Score agent configurations — config/scanner.py parses YAML frontmatter from each .md in .claude/agents/ and ~/.claude/agents/; config/scoring.py scores description, tools, model, and prompt on a 4-dimension rubric.
Discover MCP servers — config/mcp_discovery.py reads mcpServers from ~/.claude.json (user + project-local scopes) and .mcp.json (project-shared), honoring the enabledMcpjsonServers / disabledMcpjsonServers gating arrays.

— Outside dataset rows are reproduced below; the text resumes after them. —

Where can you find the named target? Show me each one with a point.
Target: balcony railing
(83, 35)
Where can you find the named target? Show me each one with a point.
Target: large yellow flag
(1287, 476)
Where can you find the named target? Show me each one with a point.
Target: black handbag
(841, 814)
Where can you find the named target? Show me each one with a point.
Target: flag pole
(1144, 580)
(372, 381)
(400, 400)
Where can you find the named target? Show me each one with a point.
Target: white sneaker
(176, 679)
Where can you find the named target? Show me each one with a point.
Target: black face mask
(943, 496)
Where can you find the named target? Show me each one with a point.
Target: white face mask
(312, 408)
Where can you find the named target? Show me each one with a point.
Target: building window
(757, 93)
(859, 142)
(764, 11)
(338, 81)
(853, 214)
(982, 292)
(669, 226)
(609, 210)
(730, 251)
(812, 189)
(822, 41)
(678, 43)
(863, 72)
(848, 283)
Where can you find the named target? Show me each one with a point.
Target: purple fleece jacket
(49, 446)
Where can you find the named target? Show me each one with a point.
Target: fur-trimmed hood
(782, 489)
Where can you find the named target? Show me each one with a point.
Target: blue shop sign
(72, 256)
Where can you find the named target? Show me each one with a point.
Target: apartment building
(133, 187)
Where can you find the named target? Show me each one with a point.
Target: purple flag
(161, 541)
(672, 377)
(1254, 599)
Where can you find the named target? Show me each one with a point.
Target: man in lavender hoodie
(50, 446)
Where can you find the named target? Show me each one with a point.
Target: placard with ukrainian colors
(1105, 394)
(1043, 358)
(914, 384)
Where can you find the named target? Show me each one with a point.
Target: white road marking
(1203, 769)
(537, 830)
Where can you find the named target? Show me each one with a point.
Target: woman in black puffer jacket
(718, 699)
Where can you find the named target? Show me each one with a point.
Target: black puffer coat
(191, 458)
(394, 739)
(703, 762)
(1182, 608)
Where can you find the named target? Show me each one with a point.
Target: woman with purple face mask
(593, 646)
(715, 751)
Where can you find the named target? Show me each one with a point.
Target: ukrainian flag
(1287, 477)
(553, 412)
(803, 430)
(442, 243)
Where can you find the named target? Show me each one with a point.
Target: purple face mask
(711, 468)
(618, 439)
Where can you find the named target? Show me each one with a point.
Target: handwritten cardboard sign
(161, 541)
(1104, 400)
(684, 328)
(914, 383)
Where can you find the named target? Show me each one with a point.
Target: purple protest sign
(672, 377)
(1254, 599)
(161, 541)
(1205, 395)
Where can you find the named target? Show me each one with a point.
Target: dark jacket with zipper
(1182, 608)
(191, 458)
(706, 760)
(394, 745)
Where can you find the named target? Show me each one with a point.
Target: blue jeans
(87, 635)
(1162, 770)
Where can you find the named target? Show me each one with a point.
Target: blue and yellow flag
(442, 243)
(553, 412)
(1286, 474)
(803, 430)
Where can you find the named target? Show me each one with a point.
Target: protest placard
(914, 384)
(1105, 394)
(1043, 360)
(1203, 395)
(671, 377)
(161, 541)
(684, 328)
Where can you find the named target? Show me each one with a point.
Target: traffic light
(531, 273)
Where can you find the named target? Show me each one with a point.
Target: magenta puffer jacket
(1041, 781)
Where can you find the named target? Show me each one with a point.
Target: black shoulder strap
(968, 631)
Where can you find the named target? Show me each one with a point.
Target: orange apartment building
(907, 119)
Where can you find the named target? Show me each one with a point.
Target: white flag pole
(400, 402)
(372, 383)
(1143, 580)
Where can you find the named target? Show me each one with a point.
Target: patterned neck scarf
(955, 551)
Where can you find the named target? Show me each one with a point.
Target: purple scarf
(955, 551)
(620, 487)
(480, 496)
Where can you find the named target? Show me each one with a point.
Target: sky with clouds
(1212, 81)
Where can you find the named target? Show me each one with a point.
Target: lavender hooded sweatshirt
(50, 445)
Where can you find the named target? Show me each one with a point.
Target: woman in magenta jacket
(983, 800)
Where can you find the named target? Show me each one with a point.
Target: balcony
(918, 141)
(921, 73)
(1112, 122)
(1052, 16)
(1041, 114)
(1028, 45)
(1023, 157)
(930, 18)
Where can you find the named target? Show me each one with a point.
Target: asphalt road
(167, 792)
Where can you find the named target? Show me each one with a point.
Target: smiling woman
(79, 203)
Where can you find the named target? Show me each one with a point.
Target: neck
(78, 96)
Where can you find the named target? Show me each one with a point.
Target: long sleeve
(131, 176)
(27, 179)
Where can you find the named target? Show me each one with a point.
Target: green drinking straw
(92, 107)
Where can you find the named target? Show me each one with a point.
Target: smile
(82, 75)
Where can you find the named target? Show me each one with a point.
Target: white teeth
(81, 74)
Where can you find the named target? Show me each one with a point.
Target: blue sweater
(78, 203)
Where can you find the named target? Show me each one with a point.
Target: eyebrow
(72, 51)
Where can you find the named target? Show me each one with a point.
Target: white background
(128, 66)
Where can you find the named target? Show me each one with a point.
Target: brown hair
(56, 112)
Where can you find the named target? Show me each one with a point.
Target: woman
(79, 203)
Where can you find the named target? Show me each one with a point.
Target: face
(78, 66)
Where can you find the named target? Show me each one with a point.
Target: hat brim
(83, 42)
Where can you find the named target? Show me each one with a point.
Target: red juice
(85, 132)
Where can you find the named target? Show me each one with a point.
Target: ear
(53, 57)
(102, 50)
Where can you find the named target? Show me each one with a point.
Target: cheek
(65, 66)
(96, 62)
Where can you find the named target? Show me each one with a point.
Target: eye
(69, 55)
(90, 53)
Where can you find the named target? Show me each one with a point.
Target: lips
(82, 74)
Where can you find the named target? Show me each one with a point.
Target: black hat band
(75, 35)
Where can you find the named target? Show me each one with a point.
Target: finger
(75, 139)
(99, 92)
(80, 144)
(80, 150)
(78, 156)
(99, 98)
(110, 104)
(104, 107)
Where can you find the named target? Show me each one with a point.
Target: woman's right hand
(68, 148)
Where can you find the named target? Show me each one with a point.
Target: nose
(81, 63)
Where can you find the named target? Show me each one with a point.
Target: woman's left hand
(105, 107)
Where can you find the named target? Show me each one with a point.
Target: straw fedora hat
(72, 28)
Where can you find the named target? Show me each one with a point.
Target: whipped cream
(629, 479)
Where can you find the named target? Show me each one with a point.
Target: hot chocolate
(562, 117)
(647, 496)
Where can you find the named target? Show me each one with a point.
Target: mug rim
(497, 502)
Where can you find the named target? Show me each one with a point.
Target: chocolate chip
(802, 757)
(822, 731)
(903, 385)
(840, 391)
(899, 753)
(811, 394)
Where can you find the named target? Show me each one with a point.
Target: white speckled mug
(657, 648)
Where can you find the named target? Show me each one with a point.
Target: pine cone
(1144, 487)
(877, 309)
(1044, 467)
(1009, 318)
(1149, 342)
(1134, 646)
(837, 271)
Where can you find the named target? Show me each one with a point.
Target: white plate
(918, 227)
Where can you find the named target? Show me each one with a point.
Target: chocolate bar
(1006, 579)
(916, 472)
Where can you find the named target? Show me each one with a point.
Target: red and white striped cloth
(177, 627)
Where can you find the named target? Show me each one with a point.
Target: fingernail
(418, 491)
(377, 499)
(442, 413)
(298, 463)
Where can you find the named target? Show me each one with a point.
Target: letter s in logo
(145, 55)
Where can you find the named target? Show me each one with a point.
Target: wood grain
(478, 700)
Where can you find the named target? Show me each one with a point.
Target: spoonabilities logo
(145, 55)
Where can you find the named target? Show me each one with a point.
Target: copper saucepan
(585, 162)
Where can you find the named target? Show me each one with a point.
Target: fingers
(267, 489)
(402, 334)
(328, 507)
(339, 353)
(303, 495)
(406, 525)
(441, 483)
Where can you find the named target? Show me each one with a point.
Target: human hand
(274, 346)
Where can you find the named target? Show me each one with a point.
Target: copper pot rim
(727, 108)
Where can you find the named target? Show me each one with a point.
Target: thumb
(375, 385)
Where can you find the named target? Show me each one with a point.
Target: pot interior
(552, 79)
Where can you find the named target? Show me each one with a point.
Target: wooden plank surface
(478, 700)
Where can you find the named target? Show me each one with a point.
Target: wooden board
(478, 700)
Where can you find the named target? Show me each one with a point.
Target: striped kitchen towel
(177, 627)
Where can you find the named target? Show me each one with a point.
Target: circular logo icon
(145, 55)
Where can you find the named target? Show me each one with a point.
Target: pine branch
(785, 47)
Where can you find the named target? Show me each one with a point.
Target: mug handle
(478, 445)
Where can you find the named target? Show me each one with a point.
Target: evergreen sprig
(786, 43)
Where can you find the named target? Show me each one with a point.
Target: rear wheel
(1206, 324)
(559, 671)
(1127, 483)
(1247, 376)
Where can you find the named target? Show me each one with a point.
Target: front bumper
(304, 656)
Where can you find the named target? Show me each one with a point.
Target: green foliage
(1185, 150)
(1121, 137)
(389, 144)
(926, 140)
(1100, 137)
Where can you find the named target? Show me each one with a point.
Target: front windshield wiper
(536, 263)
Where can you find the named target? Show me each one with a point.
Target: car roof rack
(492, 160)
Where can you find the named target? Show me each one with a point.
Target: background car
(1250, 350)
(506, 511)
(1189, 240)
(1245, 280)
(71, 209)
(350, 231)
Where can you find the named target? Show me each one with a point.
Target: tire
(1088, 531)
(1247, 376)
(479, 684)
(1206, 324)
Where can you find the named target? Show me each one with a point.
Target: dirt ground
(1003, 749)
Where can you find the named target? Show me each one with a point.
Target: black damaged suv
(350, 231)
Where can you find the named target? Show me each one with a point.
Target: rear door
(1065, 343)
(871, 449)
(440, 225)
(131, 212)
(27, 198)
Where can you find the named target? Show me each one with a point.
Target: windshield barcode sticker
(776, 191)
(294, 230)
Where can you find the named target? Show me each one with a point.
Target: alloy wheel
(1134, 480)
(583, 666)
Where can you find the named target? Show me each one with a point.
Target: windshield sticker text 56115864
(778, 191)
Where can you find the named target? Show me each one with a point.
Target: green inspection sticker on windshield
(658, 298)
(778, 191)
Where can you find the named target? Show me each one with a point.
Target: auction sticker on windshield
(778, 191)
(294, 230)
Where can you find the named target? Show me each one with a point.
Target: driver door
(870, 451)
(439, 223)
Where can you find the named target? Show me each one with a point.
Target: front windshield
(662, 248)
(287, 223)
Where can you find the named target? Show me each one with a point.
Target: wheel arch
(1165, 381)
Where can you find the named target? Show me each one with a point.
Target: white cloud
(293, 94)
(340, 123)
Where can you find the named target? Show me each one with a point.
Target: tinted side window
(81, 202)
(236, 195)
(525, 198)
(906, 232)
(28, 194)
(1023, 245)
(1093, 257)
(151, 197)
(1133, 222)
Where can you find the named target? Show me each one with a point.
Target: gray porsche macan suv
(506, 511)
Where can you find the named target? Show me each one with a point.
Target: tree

Used by the audit phase to compare against observed mcp__* tool usage.
Diagnose behavior — diagnostics/ extracts metadata signals (signals.py), trace-level signals (trace_signals.py — retry loops, stuck patterns, permission failures, error sequences), model-routing mismatches (model_routing.py), and MCP audit signals (mcp_assessment.py). correlator.py routes each signal to a config target (prompt/tools/model/mcp) and emits an actionable recommendation.
Propose new subagents — diagnostics/delegation.py clusters recurring general-purpose invocations via TF-IDF + KMeans and drafts candidate subagent definitions with name, model, tool list, and prompt scaffold. Under --verbose, each draft is emitted as a copy-paste-ready YAML frontmatter block. Deduped against existing agents by cosine similarity.
Render — cli/formatters/table.py emits Rich tables; cli/formatters/json.py emits the stable JSON envelope. Format is selected by --format.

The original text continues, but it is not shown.